A desperate Mr. Guo and his wife, with family, neighbors, and friends, swarmed across the area to look for the boy. But after several months the exertion subsided. At that point, Mr. Guo posted large banners with his son’s photo on the back of a motorcycle and went to find the boy.
“Son where are you?” it said on the banners next to a picture of the boy in a puffy orange jacket. “Papa is looking for you so you can come home.”
Over the years, Mr. Guo has worn out 10 motorbikes while traveling from Hainan in the south to Henan in the north in search of all the tidbits of information, he said. Once, on a rainy day, a stone slid off a loading area in front of him, causing his motorcycle to tip over. He’s had so many near-miss traffic accidents that he couldn’t count any more. But he kept going back and forth.
“When I’m at home, the trafficker won’t deliver it back to me,” he said in a 2015 interview with state television.
In 2012, Mr.
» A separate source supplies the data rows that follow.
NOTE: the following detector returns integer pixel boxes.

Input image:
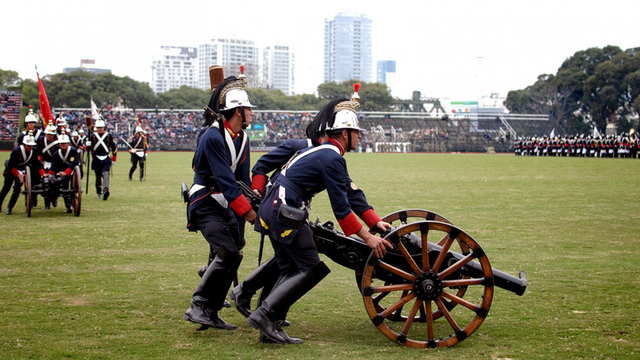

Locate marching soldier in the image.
[56,114,69,136]
[0,133,45,215]
[247,92,392,344]
[184,67,256,330]
[87,116,118,201]
[229,84,386,342]
[49,134,80,213]
[37,123,58,210]
[18,105,42,144]
[129,126,147,182]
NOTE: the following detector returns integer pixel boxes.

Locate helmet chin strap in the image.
[240,107,249,130]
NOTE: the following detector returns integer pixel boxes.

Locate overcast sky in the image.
[0,0,640,100]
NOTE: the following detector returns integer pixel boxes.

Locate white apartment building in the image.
[262,45,295,95]
[151,46,198,94]
[197,38,262,90]
[324,13,374,83]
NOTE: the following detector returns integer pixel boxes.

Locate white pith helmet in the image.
[44,123,57,135]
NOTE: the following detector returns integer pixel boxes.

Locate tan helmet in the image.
[44,123,57,135]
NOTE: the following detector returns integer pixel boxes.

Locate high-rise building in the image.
[324,13,373,83]
[262,45,295,95]
[376,60,396,84]
[151,46,198,93]
[198,39,262,90]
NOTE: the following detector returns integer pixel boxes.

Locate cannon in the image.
[310,210,527,348]
[22,166,82,217]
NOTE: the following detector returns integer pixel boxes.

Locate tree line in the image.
[0,69,394,111]
[506,46,640,134]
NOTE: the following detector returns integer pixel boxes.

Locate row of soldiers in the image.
[514,131,640,159]
[0,109,147,215]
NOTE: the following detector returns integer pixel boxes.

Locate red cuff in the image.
[338,211,362,236]
[360,209,382,229]
[229,194,252,216]
[251,175,267,194]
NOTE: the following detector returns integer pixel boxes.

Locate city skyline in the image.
[0,0,640,99]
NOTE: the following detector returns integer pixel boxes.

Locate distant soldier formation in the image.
[0,106,147,215]
[514,129,640,159]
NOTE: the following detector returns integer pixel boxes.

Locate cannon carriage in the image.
[310,210,527,348]
[22,166,82,217]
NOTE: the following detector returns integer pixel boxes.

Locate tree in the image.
[0,69,22,87]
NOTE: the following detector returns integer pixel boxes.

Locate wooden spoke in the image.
[426,301,433,340]
[378,261,416,282]
[380,293,416,317]
[398,241,422,275]
[432,234,453,272]
[371,284,413,294]
[442,278,484,287]
[434,253,474,279]
[402,299,422,335]
[361,218,494,348]
[420,228,429,271]
[434,299,460,331]
[442,291,480,311]
[436,234,449,246]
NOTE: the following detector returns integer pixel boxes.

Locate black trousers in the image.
[191,204,245,254]
[0,172,22,209]
[271,224,320,273]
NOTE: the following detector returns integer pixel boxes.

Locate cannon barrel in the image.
[310,221,527,296]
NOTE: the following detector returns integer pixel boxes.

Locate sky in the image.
[0,0,640,100]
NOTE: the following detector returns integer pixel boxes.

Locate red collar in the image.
[224,119,238,139]
[327,138,344,156]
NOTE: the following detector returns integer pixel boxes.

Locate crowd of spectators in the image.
[0,90,22,140]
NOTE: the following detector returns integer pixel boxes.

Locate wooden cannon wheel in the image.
[71,165,82,216]
[361,221,494,348]
[356,209,469,322]
[24,166,33,217]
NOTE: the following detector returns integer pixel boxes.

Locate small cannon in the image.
[310,210,527,348]
[22,166,82,217]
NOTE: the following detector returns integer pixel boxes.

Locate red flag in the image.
[36,71,53,126]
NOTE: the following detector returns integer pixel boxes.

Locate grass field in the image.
[0,152,640,359]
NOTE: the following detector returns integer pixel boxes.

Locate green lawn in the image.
[0,152,640,359]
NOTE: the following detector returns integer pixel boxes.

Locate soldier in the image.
[49,134,80,213]
[37,123,58,210]
[247,94,392,344]
[229,84,390,342]
[56,114,69,136]
[0,132,45,215]
[184,68,256,330]
[129,126,147,182]
[18,105,42,144]
[87,116,118,201]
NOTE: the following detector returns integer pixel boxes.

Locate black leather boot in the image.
[184,247,242,330]
[247,261,331,344]
[229,257,280,317]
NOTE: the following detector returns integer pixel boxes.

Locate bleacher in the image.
[0,89,22,141]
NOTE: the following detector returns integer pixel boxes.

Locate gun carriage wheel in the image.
[71,165,82,216]
[361,221,494,348]
[356,209,469,322]
[24,166,34,217]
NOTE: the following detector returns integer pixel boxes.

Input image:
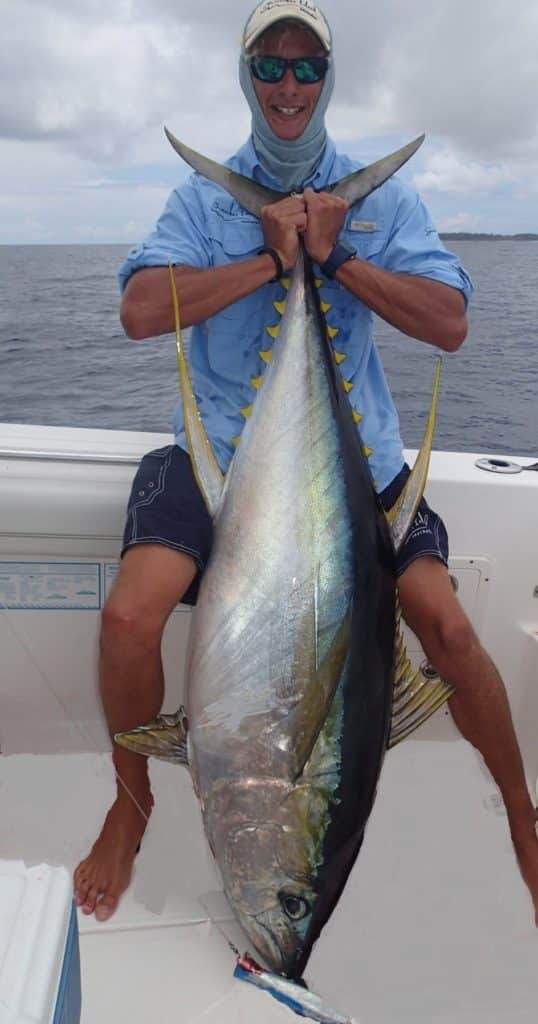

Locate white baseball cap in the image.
[243,0,331,53]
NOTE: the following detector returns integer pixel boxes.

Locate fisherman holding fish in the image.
[75,0,538,925]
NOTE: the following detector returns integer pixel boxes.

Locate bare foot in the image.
[512,821,538,928]
[74,793,153,921]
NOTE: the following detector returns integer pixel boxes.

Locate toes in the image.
[95,893,118,921]
[80,886,99,913]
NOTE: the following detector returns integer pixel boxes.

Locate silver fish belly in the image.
[116,133,451,978]
[185,249,395,975]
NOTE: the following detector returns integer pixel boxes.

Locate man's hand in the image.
[303,188,347,266]
[261,196,306,270]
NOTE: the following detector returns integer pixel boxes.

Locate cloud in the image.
[413,148,514,194]
[0,0,538,240]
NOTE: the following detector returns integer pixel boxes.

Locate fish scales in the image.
[117,132,450,978]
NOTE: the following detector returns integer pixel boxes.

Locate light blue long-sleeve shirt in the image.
[119,139,472,490]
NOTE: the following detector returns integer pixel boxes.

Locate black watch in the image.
[320,242,357,280]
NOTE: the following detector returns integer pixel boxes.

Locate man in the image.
[75,0,538,924]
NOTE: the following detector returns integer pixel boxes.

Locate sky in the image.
[0,0,538,244]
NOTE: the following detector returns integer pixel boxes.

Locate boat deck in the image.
[0,425,538,1024]
[5,733,538,1024]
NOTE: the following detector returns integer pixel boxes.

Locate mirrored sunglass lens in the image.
[252,57,285,82]
[294,57,327,82]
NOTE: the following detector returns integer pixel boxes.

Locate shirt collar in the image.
[226,135,336,190]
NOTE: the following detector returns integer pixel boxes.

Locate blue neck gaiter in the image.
[239,52,334,191]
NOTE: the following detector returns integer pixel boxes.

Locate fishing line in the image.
[0,600,150,823]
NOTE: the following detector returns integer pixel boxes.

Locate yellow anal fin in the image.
[168,263,224,515]
[386,356,441,554]
[388,609,454,748]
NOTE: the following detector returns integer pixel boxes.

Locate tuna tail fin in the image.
[387,608,454,748]
[164,128,287,217]
[168,265,224,516]
[386,356,442,554]
[327,135,425,206]
[164,128,424,217]
[114,705,189,765]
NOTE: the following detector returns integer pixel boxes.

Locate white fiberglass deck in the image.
[0,428,538,1024]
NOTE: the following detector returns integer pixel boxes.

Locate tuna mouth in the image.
[235,914,308,981]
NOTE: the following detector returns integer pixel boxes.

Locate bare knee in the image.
[416,605,481,675]
[100,592,166,650]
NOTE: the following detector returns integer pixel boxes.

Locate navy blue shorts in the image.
[122,444,448,604]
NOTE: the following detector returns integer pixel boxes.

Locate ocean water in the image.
[0,240,538,458]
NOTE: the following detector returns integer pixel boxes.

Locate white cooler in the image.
[0,860,81,1024]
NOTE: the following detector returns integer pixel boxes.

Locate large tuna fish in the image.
[118,132,450,978]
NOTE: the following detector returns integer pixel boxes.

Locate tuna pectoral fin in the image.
[386,356,441,554]
[388,612,454,748]
[114,706,189,765]
[286,609,351,779]
[168,266,224,516]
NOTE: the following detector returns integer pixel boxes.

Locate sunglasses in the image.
[248,56,329,85]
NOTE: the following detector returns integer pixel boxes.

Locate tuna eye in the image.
[279,893,311,921]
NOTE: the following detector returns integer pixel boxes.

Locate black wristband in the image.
[258,246,286,281]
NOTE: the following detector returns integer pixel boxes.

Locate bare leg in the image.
[75,544,196,921]
[399,557,538,926]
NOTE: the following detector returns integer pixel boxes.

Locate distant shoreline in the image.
[439,231,538,242]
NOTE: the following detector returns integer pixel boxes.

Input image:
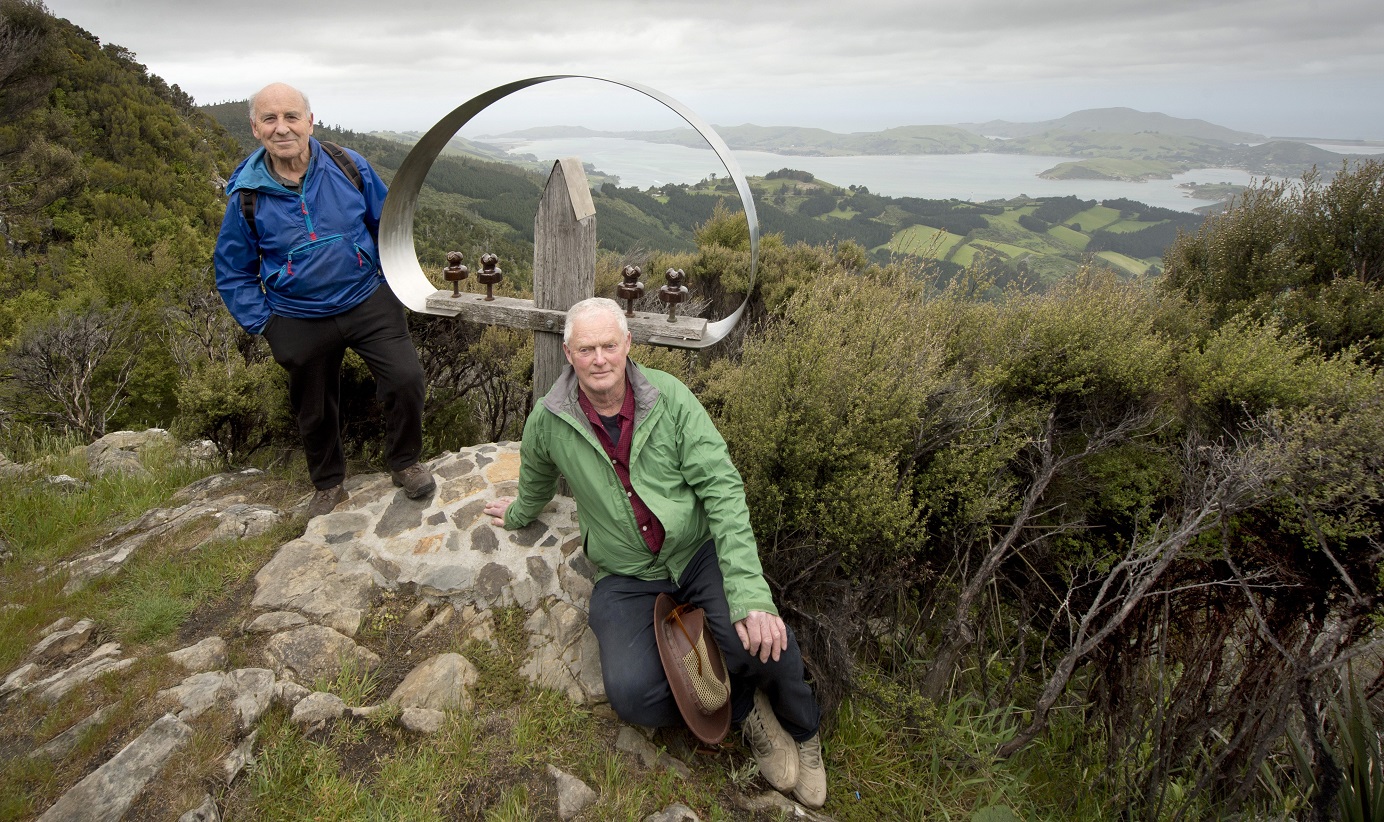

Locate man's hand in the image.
[484,497,515,527]
[735,610,787,663]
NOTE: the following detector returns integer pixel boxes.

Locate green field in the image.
[1096,252,1149,274]
[1066,206,1122,234]
[1048,226,1091,250]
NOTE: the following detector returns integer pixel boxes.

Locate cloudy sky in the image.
[44,0,1384,140]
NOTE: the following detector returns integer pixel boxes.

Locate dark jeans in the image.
[590,541,819,742]
[264,285,424,490]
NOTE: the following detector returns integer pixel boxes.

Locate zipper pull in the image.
[298,194,317,239]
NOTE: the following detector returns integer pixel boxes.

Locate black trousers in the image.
[263,285,424,490]
[587,541,819,742]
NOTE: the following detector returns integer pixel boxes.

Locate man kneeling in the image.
[486,298,826,808]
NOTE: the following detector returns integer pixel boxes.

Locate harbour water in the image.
[486,137,1284,212]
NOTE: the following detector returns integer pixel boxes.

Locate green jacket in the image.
[505,363,778,621]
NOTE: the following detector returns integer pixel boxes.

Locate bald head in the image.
[251,83,313,175]
[249,83,313,123]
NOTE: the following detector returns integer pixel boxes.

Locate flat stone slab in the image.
[264,625,379,684]
[303,443,592,613]
[39,714,192,822]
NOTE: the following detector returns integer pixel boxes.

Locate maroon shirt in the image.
[577,376,664,554]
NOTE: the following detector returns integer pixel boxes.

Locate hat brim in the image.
[653,594,731,745]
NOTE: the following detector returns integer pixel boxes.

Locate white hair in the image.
[249,83,313,123]
[562,298,630,345]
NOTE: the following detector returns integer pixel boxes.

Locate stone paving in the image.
[0,432,822,822]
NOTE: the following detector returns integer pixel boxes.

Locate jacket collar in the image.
[226,137,322,197]
[543,360,659,426]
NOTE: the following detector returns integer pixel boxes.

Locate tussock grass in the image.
[0,431,1140,822]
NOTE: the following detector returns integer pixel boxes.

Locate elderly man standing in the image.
[216,83,436,509]
[486,298,826,808]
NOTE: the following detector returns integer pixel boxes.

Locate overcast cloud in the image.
[46,0,1384,140]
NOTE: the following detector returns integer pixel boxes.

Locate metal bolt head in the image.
[614,266,644,317]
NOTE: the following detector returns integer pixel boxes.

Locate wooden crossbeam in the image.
[428,291,706,343]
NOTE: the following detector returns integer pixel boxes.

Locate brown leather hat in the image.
[653,594,731,745]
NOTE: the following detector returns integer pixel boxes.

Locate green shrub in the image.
[173,360,288,464]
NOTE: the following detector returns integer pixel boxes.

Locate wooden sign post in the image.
[426,156,707,401]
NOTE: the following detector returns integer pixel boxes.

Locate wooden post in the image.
[533,156,597,403]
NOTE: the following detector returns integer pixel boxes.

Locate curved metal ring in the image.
[379,75,760,349]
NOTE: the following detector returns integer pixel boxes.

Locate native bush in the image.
[173,358,293,465]
[1164,159,1384,364]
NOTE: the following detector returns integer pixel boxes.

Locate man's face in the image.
[251,84,313,166]
[562,314,630,396]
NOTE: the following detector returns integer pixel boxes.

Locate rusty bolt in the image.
[441,252,471,296]
[614,266,644,317]
[476,255,504,302]
[659,268,688,322]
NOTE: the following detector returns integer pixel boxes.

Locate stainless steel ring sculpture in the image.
[379,75,760,349]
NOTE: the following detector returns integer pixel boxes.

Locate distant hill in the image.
[956,107,1265,143]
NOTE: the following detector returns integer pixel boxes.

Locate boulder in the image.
[245,610,307,634]
[389,653,480,710]
[206,502,286,542]
[264,625,379,682]
[292,691,346,731]
[177,794,221,822]
[29,620,95,664]
[169,637,226,674]
[399,709,447,733]
[39,714,192,822]
[548,765,597,819]
[251,539,375,637]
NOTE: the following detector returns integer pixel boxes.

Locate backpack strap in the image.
[318,140,365,192]
[241,140,365,239]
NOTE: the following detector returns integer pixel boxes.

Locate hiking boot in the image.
[793,733,826,808]
[740,691,797,790]
[389,462,437,500]
[307,486,347,519]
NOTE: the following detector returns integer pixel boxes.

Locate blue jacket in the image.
[215,137,386,334]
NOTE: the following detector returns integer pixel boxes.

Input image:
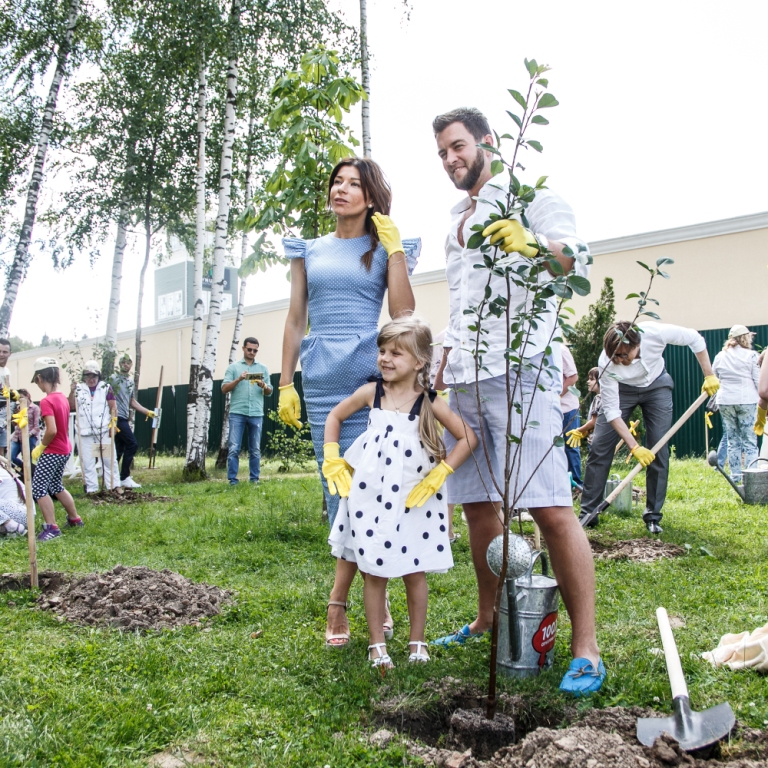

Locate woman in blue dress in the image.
[278,158,421,647]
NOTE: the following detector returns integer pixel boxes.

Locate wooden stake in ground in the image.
[19,397,37,588]
[149,365,163,469]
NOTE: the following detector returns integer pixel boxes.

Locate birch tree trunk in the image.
[360,0,371,157]
[187,51,208,450]
[184,0,240,479]
[0,0,80,338]
[101,201,128,378]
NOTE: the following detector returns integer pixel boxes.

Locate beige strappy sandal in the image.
[325,600,350,648]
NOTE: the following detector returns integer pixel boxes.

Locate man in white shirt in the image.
[580,320,720,534]
[432,109,605,695]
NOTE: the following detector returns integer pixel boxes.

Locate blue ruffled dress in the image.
[283,235,421,525]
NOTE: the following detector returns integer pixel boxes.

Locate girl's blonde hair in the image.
[723,333,752,349]
[376,315,446,461]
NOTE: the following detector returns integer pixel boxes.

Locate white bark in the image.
[184,0,240,476]
[187,51,208,450]
[360,0,371,157]
[0,0,80,338]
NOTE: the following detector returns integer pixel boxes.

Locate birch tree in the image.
[0,0,80,337]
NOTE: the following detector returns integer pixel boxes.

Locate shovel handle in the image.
[656,608,688,699]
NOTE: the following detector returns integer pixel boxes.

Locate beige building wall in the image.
[15,213,768,405]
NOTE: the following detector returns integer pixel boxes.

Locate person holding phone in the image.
[221,336,272,485]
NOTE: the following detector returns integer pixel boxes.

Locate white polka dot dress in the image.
[328,380,453,578]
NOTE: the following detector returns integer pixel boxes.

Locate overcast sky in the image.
[11,0,768,342]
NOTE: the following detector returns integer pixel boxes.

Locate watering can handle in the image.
[581,392,709,526]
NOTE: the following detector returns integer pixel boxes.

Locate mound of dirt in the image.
[6,565,231,631]
[589,539,685,563]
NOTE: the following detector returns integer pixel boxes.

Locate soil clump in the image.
[0,565,231,632]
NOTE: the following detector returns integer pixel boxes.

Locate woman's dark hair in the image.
[603,320,640,360]
[35,367,61,384]
[328,157,392,272]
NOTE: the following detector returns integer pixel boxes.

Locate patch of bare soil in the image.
[0,565,231,631]
[589,538,685,563]
[88,488,173,504]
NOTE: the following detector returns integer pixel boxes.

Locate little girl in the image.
[323,317,477,671]
[32,357,83,541]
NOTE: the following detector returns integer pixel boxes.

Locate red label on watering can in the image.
[531,611,557,667]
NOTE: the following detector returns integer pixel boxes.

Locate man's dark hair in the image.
[432,107,491,141]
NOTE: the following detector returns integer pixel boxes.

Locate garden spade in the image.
[637,608,736,752]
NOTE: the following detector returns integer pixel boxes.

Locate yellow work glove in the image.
[627,445,656,467]
[11,408,29,429]
[277,384,303,429]
[371,213,405,257]
[405,461,453,509]
[752,405,765,437]
[323,443,352,499]
[701,373,720,397]
[565,429,586,448]
[483,219,539,259]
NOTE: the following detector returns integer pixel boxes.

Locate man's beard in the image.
[452,149,485,192]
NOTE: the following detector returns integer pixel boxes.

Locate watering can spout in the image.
[707,451,745,501]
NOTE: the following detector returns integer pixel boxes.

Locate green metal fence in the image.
[135,372,307,457]
[136,325,768,456]
[664,318,768,456]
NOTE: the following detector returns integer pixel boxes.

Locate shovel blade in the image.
[637,696,736,752]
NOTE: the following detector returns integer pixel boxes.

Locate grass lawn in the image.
[0,458,768,768]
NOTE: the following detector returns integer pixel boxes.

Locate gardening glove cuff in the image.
[371,213,405,258]
[483,219,539,259]
[752,405,766,437]
[277,383,303,429]
[701,374,720,397]
[630,445,656,467]
[405,461,453,509]
[322,443,352,498]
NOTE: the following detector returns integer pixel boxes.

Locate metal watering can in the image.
[486,534,559,677]
[707,451,768,504]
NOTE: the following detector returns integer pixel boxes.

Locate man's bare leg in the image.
[530,507,600,668]
[462,501,504,634]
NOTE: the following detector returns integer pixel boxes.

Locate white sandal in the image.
[408,640,429,664]
[368,643,395,675]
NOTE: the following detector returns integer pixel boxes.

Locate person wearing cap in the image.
[109,353,155,488]
[579,320,720,534]
[712,325,760,483]
[69,360,119,493]
[32,357,83,541]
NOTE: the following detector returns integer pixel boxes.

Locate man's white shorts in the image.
[445,371,573,509]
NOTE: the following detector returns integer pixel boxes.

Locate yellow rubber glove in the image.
[627,445,656,467]
[277,384,303,429]
[405,461,453,509]
[752,405,765,437]
[371,213,405,257]
[11,408,29,429]
[483,219,539,259]
[323,443,352,499]
[565,429,586,448]
[701,373,720,397]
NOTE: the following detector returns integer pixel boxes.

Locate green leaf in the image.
[509,88,528,109]
[536,93,560,109]
[491,160,504,176]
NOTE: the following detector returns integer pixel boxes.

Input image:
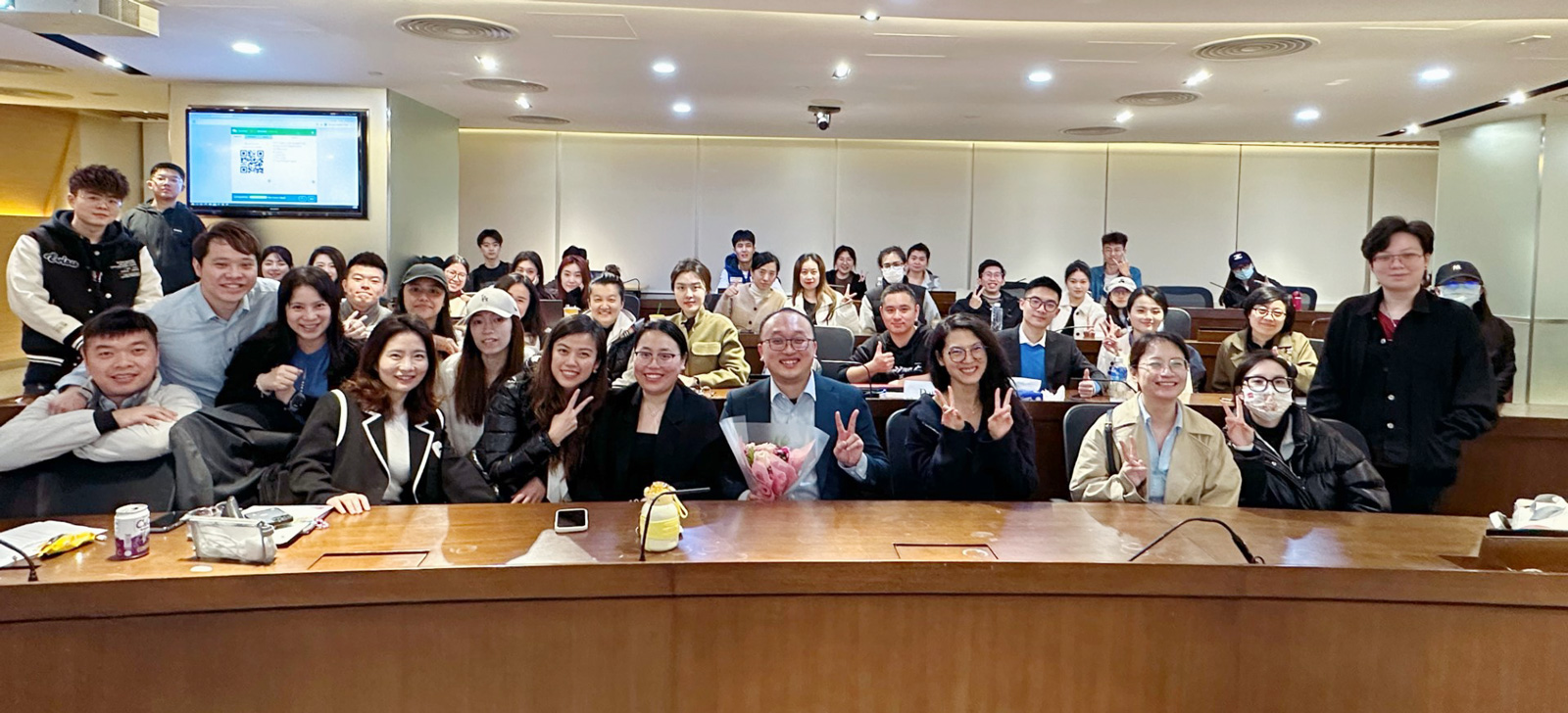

Guo founded an organization to help other parents find their missing children, and he said he helped dozens of other families find loved ones even when his own search was unsuccessful. His story gained national fame with the film in 2015. Earlier this year, he also started promoting anti-human trafficking awareness on the Douyin social media app, which had attracted tens of thousands of followers even before his son was found.
The latest development in Mr. Guo’s story also seemed to come straight from a scriptwriter’s imagination.
In June, Shandong law enforcement officials received a notice of a possible partner for Mr. Guo’s son in Henan Province, according to the Ministry of Public Security. It was not immediately clear how the officers identified him, even though they said they had used “the latest in comparison and search methods.” Further blood tests confirmed that the 26-year-old man, who was reported by local news reports, was working as a teacher, was Mr. Guo’s son.
The authorities later said they had arrested a woman surnamed Tang and a man surnamed Hu. According to the state news media, Ms. Tang grabbed the boy and handed him over to Mr. Hu, who then sold him. State broadcaster CCTV said the two confessed.
Before the reunification, a dazed Mr. Guo and his wife bought more than 1,000 pounds of candy to give to the neighbors in celebration. Mr. Guo also tidied up his house and threw away old things as a reminder of a fresh start.
In an interview before the reunion with talk show host Chen Luyu, parents vacillated between cheering and paralysis. Sitting at her dining table, Ms. Zhang, Mr. Guo’s wife, collapsed several times and wondered if her son would blame her for not watching him closely.
Mr. Guo said he had no grudges against the couple who raised his son. How his son would treat the couple in the future was up to him, he said.
“If the child wants to be loyal to their adoptive parents, all you have to do is accept it openly and sincerely,” he said.
State media reports said the younger Mr. Guo said he would continue to live with the couple who raised him, whom he said he treated well. But he said he would visit his birth parents often.
Elderly Mr. Guo told Ms. Chen, the TV host, that he was satisfied with whatever the future held.
“Our child has been found,” he said. “From now on only luck remains.”